Cohabitation: Instant Death

You want to see him all the time. You have your own drawer at his house. You even spend most of your time at his place.  It only makes sense that life would be a little easier if you would move into his apartment and spend 14 fewer hours on the TTC.  Then after a long talk over dinner at the Bloor Street Diner you decide to move into together… a further step in the relationship?  Or sudden death?

You then make room for each other in his condo by getting rid of some of your stuff that you don’t use anymore.  I mean who needs your possessions when you are finally moving in with the man you love.  Now you spend all of your time with each other.  You wake together, spend evenings together, and even share groceries together.

Then one evening as you are reading and he is watching the game, you start to look around the apartment.  You don’t have your own space anymore.  You don’t even really have any belongings because you threw out your stuff to move into his condo.  And you start to realize that the things he used to do that made you laugh, like the slight snort he had when he laughed, start to make you want to commit a murder.  You panick and realize your relationship is dying of the disease…. cohabitation.

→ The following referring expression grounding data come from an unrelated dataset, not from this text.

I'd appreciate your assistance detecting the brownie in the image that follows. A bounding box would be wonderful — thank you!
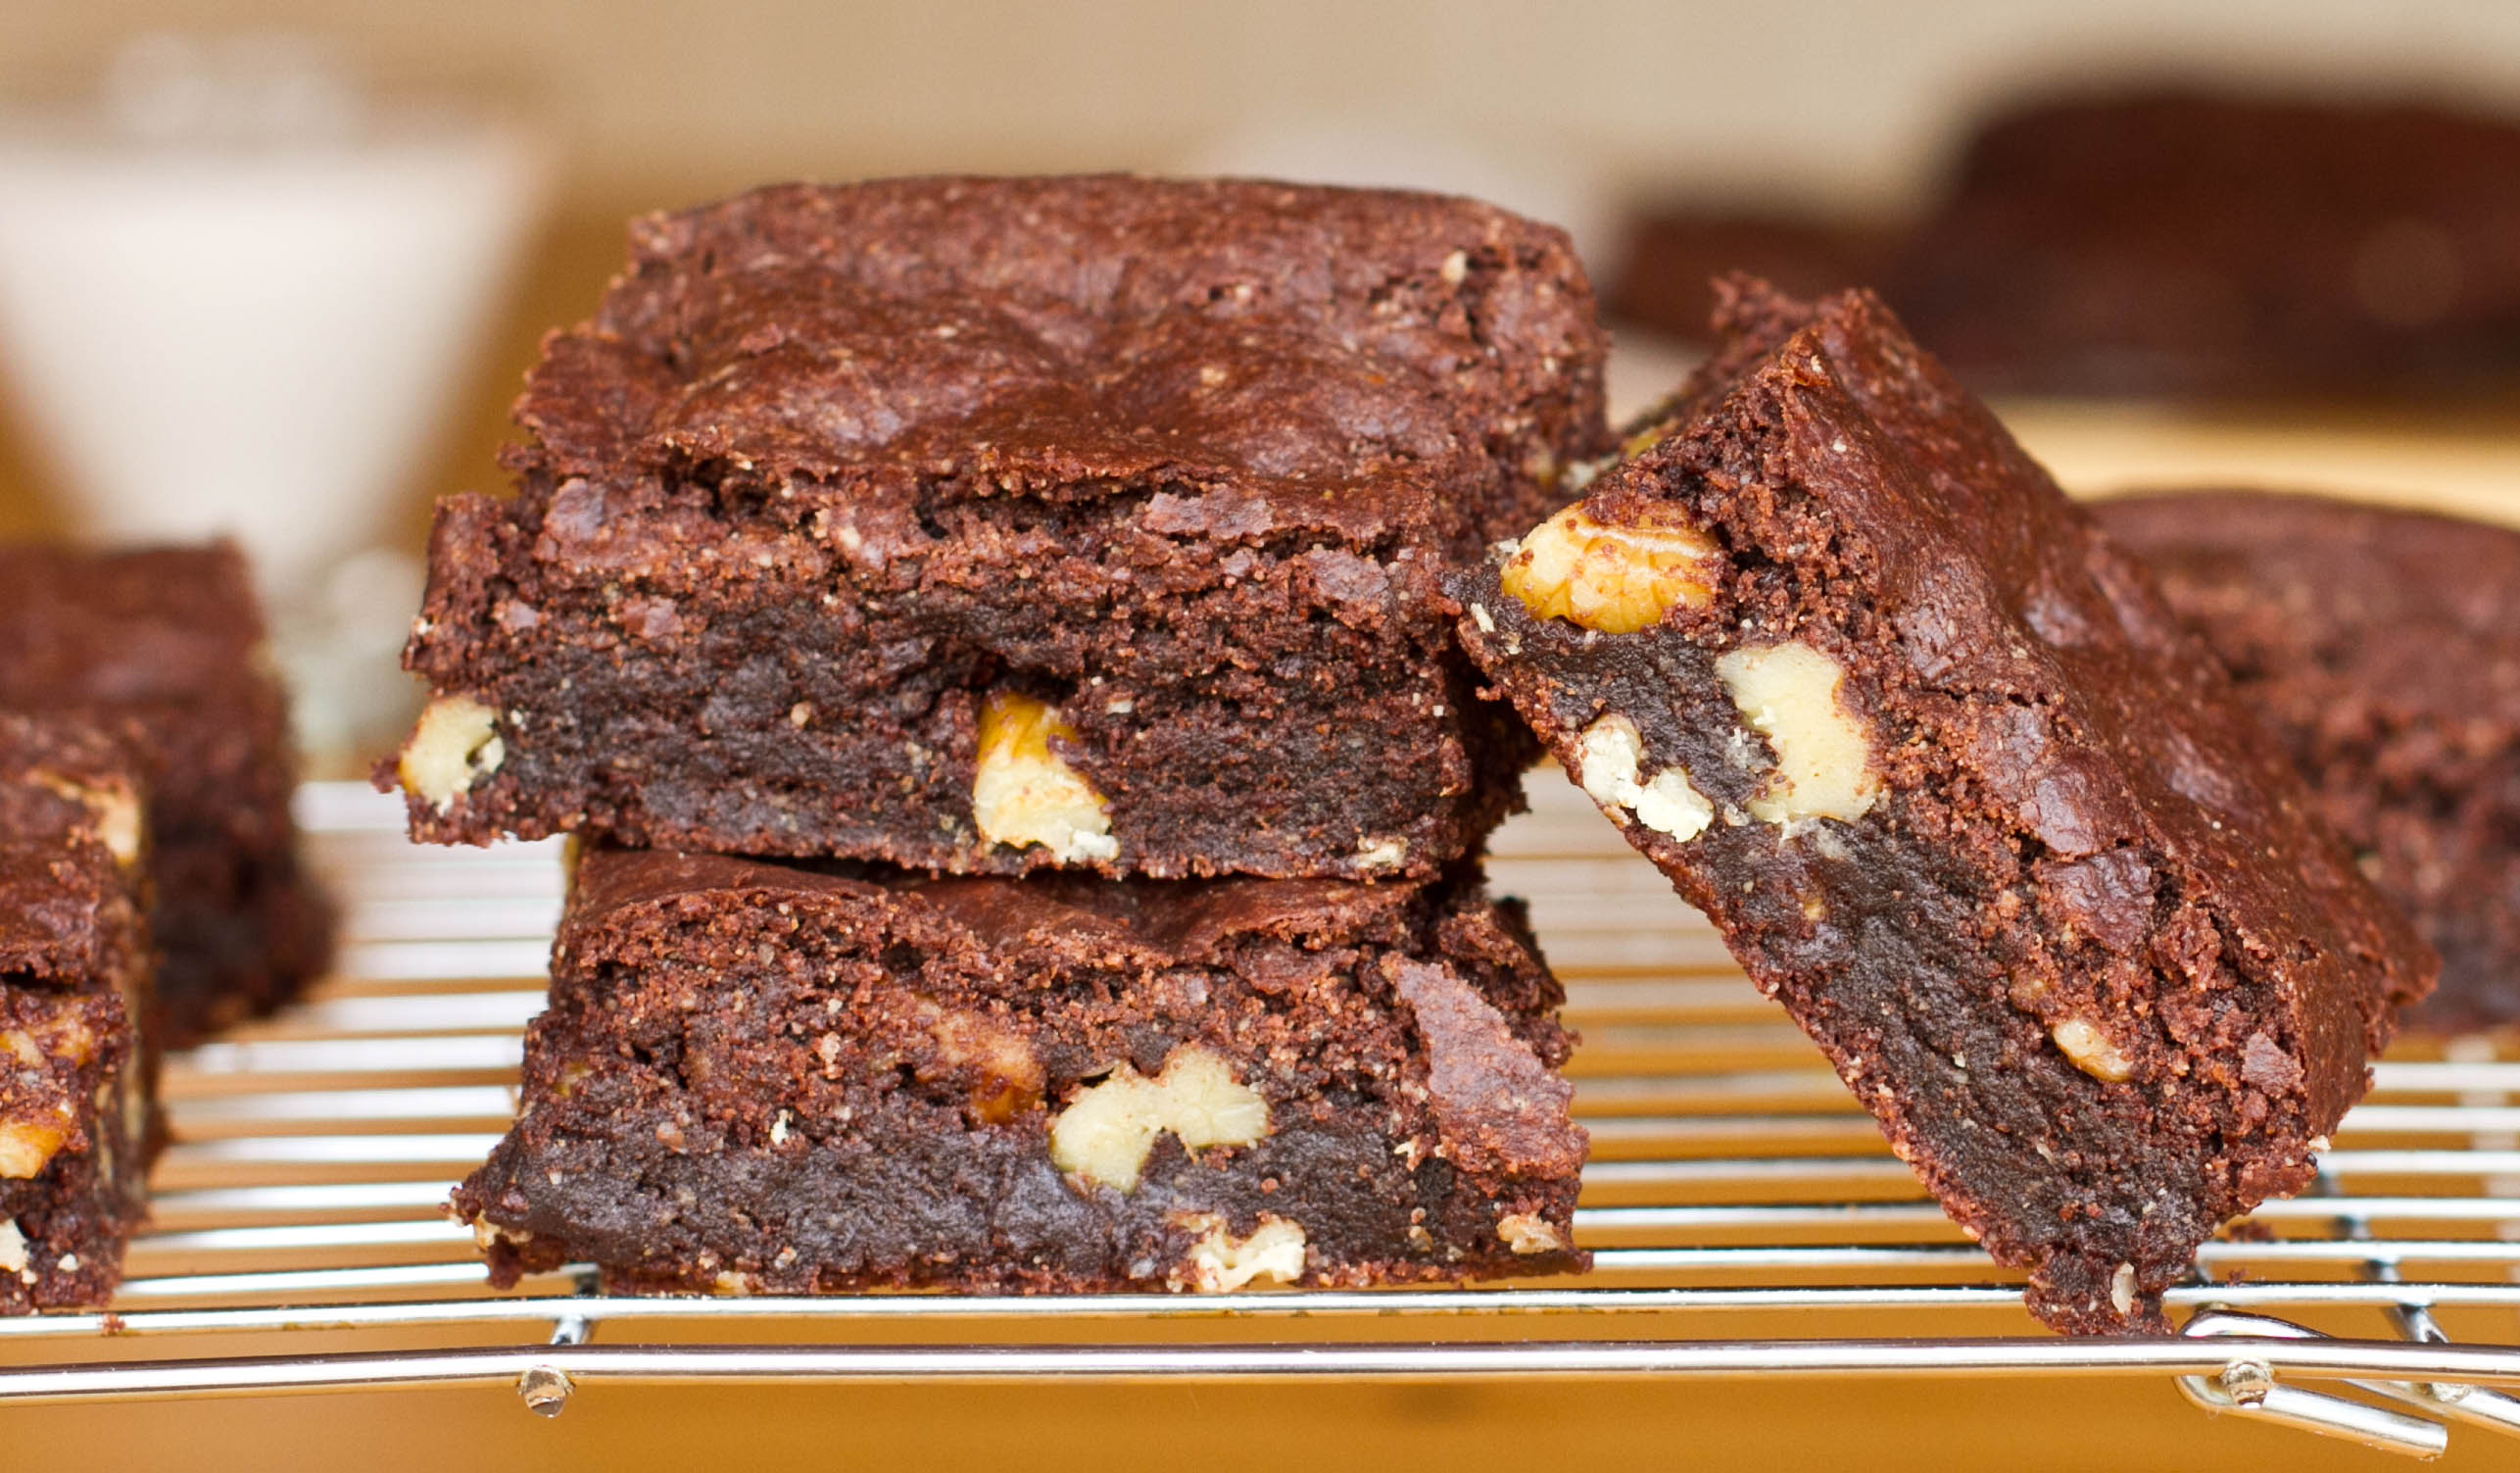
[1611,90,2520,399]
[388,176,1608,880]
[1898,89,2520,398]
[454,849,1587,1294]
[2096,490,2520,1034]
[1608,209,1900,346]
[1447,278,2434,1334]
[0,543,331,1047]
[0,712,154,1312]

One of the largest fears of any young independent individual is giving up their apartment, their peaceful haven, to move into cohabitation.  Yes it is nice when you can spend more time together during the evenings.  Yes its nice to spend less time trucking back and forth on the TTC between your places.  And yes its nice to have the convenience of all your stuff at his apartment in order to change outfits accordingly.  But where does your freedom go?

Sometimes too much time together is a bad thing.  Sometimes spending too much time together will start to make you hate the little things he does that you once found charming.  Or what about those times when you have a horrific day at work and you just want to come home to your apartment and just cry to the song “All By Myself.”  And the most feared symptom of cohabitation, no safe haven for when you are in a fight.  Sometimes you just need to have your own place to run away from the boyfriend.  And when you share your living space, you have nowhere to hide.

It is a dangerous disease; cohabitation.  But it is your right, as an independent individual, to keep your own apartment.  This will keep you from showing any of the symptoms that result in relationship death.  This will create a better romance, where you still are embarrassed to take a poo in his washroom and get butterflies when you reunite with him after a few nights away.  So keeping a space that you can call your own will keep your relationship fit and healthy.